My eyes scan his homepage, looking at the various folders, before clicking over to the Doc. They’ve labeled it Meeting Notes. I open it, holding my breath, wondering what I might find, but it’s empty. Waiting for tomorrow. I imagine myself holed up late at night somewhere in Canada, a silent observer as Rory and Bruce deconstruct my disappearance, trying to figure out what happened. But more than that, I’ll be privy to everything Rory and Bruce say to each other, every conversation they think is private.
At the top, it reads Last edit made by Bruce Corcoran five hours ago. I click on it, wondering what the edit history might show, and a long list pops up on the right-hand side of the screen. 3:53 Rory Cook added a comment. 3:55 Bruce Corcoran added a comment. But no specifics. My eyes travel down the long list to the bottom of the window, where a box that says Show Changes is unchecked. I hover my cursor over it, tempted, but I leave it unchecked. I’m logged in, and that’s all that matters.

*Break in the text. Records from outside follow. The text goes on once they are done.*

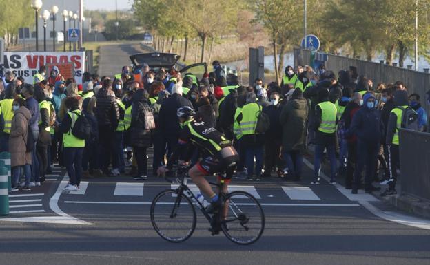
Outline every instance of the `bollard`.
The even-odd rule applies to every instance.
[[[0,153],[0,160],[2,160],[5,165],[4,166],[8,169],[8,180],[9,181],[9,192],[12,191],[12,173],[10,169],[10,153],[1,152]]]
[[[0,165],[4,164],[0,161]],[[8,169],[4,166],[0,167],[0,215],[9,214],[9,191],[8,191]]]

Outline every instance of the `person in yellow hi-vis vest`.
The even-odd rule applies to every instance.
[[[314,163],[313,184],[320,184],[321,160],[324,149],[327,149],[330,160],[330,183],[336,184],[337,163],[336,158],[336,124],[338,110],[336,105],[329,100],[329,90],[322,89],[318,91],[319,104],[315,106],[315,158]]]
[[[248,180],[258,181],[261,179],[264,153],[264,134],[256,134],[255,130],[260,112],[263,107],[256,103],[257,96],[254,92],[246,94],[247,104],[242,108],[236,120],[242,131],[243,143],[245,150],[245,165]],[[254,173],[254,159],[256,160],[255,178]]]
[[[9,135],[14,112],[12,105],[15,96],[14,87],[5,90],[5,98],[0,100],[0,119],[3,130],[0,132],[0,151],[9,151]]]
[[[79,109],[79,102],[75,96],[69,96],[64,101],[67,112],[59,130],[63,133],[63,145],[64,146],[64,164],[69,176],[70,184],[65,188],[65,191],[78,191],[82,178],[82,153],[85,147],[85,140],[76,137],[72,133],[73,127],[81,115]]]

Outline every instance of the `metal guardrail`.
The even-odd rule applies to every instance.
[[[402,193],[430,200],[430,134],[400,129]]]

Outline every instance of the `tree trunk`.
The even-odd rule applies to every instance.
[[[276,44],[276,36],[274,36],[272,38],[273,41],[273,49],[274,49],[274,70],[275,70],[275,78],[276,78],[276,83],[278,85],[280,85],[279,83],[279,72],[278,72],[278,45]]]
[[[279,73],[280,76],[282,76],[283,68],[284,67],[284,52],[285,51],[285,44],[283,43],[280,45],[280,50],[279,51],[279,65],[278,66],[278,72]]]
[[[184,50],[184,61],[187,60],[187,52],[188,51],[188,36],[185,36],[185,49]]]
[[[387,47],[387,54],[385,57],[385,61],[387,61],[387,65],[391,65],[393,63],[393,58],[394,57],[394,48],[396,47],[396,44],[391,44]]]
[[[194,57],[194,63],[197,63],[197,54],[198,52],[198,37],[196,38],[196,56]]]
[[[212,37],[211,41],[210,48],[209,49],[209,59],[207,60],[208,63],[211,63],[212,60],[212,49],[214,48],[214,41],[215,41],[215,37]]]
[[[201,56],[200,57],[200,62],[203,63],[205,60],[205,48],[206,47],[206,40],[207,39],[207,36],[205,34],[203,34],[201,35],[201,38],[202,39],[202,48],[201,48]]]
[[[169,53],[171,54],[173,50],[173,41],[174,41],[174,36],[172,36],[172,39],[170,39],[170,47],[169,47]]]
[[[403,42],[398,42],[398,51],[399,51],[399,67],[402,67],[406,59],[406,52],[407,52],[407,47],[403,44]]]

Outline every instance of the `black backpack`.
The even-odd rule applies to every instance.
[[[76,114],[78,118],[73,123],[73,118],[72,119],[72,134],[75,137],[82,140],[90,140],[92,135],[91,125],[88,122],[88,120],[83,114],[78,114],[76,112],[73,112]]]
[[[402,109],[402,123],[401,127],[413,131],[418,130],[418,114],[411,107],[406,108],[398,107]]]

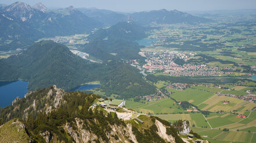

I click over to my computer settings, where I change my own password, making sure I’m the only one who can access it.
When I’m done, I close it
and head up the stairs and back into our bedroom, where Rory still sleeps. After returning his phone to the charger, I take the thumb drive and the Post-it with his password into the master bathroom. I pull the long plastic tube of my travel toothbrush from my packed toiletry bag and twist it open, tossing the cheap toothbrush into the trash and wrapping the Post-it around the thumb drive. Then I drop them both into the tube and twist it closed again, burying it underneath my face lotion and cosmetics. With the bag zipped, I look at myself in the mirror, surrounded by the luxury Rory’s money has given me. The marble counters, the deep soaking tub and shower the size of a compact car. So different from the tiny bathroom I grew up using. Violet and I used to argue about who got to use it first in the mornings, until my mother disabled the lock. “We don’t have time for privacy,” she’d say. I used to dream about the day when I could lock the bathroom door and spend as much time in there as I wanted. I’d give anything to go back to how it used to be, the three of us in and out, squeezing past each other in the tight space, brushing teeth, putting on makeup, drying our hair.
I won’t miss any of this.
I flip off the light and make my way back into the bedroom, where I slip into bed next to my husband for the very last time.
Twenty-two hours.
Claire
Tuesday, February 22
The Day of the Crash
I must have slept, because the next thing I know, my alarm is yanking me awake. I blink the sleep from my eyes, taking in the room around me. The sun is up, and Rory’s side of the bed is empty. The clock reads seven thirty.
I sit up, letting my nerves settle and excitement take over, before moving into the bathroom where I turn on the shower, letting steam obscure my face in the mirror. On the counter, I check again for the thumb drive, reassured that it seems to be undisturbed.